Trotz offizieller EU-Warnungen landen gefährliche Konsumgüter noch immer und teils über lange Zeiträume in den virtuellen Einkaufswagen deutscher Kund:innen.

heute 15:15 Uhr | 4 mal gelesen

Manchmal frage ich mich, ob das Internet einfach zu massiv ist, um es wirklich noch im Griff zu behalten. Die Verbraucherzentrale Bundesverband (VZBV) hat da jedenfalls ein Schlaglicht auf eine ziemliche Schwachstelle geworfen: Online-Marktplätze müssen zwar offiziell dokumentieren, welche Produkte sie entfernen, und diese Infos laufen in einer EU-Datenbank zusammen – aber so richtig funktioniert das Abgleichen offenbar nicht. Laut Süddeutscher Zeitung haben allein die fünf wichtigsten Shopping-Seiten in Deutschland im November 2025 fast 70 Millionen Waren gelöscht. 30 Millionen davon galten explizit als "unsicher" oder waren gesetzlich schon längst verboten.
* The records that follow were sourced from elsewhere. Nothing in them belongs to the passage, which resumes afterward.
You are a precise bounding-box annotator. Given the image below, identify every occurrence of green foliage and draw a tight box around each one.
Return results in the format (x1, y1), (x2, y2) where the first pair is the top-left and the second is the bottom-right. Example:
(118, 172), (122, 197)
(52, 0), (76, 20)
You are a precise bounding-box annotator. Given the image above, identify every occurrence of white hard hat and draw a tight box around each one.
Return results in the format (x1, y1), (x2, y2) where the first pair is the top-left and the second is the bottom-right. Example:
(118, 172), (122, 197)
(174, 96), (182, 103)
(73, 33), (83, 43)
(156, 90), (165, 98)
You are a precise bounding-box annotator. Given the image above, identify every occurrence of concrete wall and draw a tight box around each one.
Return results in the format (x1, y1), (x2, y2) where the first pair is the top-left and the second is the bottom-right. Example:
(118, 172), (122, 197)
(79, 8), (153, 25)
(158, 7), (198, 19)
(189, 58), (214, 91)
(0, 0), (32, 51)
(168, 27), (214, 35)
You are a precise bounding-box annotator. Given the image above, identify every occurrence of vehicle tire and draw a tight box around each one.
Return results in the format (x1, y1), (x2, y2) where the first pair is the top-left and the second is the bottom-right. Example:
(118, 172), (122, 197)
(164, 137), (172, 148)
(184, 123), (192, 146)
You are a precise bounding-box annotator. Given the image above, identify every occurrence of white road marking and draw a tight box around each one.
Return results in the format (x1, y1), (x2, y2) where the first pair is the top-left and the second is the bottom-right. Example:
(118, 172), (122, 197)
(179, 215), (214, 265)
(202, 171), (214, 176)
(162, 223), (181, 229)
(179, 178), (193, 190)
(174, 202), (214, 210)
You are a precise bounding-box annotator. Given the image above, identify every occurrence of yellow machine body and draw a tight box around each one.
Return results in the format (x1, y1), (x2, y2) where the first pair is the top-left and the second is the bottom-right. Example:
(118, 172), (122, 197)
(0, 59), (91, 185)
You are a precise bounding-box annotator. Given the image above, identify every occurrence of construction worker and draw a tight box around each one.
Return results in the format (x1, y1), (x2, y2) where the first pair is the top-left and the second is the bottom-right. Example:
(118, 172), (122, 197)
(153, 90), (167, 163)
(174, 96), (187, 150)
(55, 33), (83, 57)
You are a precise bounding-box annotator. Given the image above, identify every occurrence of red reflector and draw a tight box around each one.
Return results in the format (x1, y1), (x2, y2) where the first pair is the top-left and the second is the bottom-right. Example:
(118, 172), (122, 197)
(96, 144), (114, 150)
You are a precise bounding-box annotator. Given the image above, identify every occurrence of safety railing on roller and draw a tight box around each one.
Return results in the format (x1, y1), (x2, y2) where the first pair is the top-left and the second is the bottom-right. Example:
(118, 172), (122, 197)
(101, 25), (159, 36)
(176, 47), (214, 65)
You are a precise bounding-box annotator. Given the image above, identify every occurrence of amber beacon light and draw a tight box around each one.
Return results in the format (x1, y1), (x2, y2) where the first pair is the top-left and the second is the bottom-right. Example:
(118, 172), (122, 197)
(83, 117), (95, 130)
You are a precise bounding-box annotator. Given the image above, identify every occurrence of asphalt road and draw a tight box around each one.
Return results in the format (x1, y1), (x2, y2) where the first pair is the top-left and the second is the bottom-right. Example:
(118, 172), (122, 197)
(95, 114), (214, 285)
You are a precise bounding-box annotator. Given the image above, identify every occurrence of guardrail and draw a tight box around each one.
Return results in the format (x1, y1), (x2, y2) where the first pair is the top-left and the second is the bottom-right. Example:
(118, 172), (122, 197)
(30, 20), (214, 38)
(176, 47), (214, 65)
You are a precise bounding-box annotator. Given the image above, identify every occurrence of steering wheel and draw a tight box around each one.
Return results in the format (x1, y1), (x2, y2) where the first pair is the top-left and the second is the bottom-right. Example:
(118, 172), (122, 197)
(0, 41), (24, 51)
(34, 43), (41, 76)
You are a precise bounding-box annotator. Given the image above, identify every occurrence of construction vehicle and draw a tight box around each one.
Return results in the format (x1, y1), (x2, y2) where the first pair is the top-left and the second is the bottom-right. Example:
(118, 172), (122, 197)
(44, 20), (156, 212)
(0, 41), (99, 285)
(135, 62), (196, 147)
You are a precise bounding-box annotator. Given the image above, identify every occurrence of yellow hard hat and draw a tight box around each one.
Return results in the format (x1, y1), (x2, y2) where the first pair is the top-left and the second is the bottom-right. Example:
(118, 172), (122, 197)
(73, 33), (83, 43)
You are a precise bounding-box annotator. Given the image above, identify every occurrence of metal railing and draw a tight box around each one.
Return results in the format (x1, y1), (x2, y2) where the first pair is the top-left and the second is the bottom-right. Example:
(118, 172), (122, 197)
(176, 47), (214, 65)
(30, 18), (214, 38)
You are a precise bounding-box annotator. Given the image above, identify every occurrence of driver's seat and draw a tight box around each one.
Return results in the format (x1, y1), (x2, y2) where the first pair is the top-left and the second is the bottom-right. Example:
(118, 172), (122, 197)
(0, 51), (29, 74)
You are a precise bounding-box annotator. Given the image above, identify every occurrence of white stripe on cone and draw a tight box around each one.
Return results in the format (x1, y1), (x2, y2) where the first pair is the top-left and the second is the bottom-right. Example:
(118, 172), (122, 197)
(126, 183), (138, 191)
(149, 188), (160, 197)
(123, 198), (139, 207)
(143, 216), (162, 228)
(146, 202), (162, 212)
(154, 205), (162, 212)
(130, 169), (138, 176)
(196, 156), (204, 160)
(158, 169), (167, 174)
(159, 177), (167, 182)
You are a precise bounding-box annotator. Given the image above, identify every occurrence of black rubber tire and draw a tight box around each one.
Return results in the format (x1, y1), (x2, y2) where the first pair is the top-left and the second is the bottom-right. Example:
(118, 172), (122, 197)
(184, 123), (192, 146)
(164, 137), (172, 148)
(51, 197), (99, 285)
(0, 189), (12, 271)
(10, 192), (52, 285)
Klingt erstmal vielversprechend, aber das eigentliche Problem bleibt: Zahlreiche Artikel, die nachweislich schädlich für Gesundheit oder Sicherheit sind, bleiben trotz aller Warnhinweise nach wie vor online verfügbar. Das Kontrollsystem hat also, trotz bürokratischer Pflichten, Lücken – und offenbar gar nicht mal so kleine. Die Forderung vom VZBV dazu klingt ziemlich logisch: Solche Produkte sollten gar nicht erst angeboten werden dürfen. Da steckt ein dicker Denkfehler im System.

Die Marktplätze im Netz sind trotz EU-Alarmmeldungen nicht davor gefeit, gefährliche Konsumgüter im Angebot zu haben – oft über Monate oder gar Jahre hinweg. Eine wichtige Ursache scheint ein unzureichender Datenabgleich zwischen Plattformen und EU-Datenbank zu sein, sodass selbst bereits offiziell beanstandete oder verbotene Produkte den Weg zu Kunden finden. Laut aktuellen Medienberichten (z. B. der Süddeutschen Zeitung und FAZ) entfernt der Onlinehandel zwar in großer Masse Waren, aber trotzdem passieren viele riskante Produkte durch die Maschen. Zudem verschärfen sich die Diskussionen um die Haftung der Plattformen: Während die Politik strengere Regeln für digitale Marktplätze plant – etwa im Rahmen des Digital Services Act – bleibt auf Verbraucherseite das Gefühl zurück, höchstens in Etappen geschützt zu sein. Auch die Tatsache, dass viele Drittanbieter außerhalb der EU sitzen und deshalb schwer zu belangen sind, verkompliziert das Thema weiter. Ein modernes Verbraucherschutzsystem müsste wohl international und technisch stärker vernetzt werden, um die Flut an riskanten Produkten einzudämmen.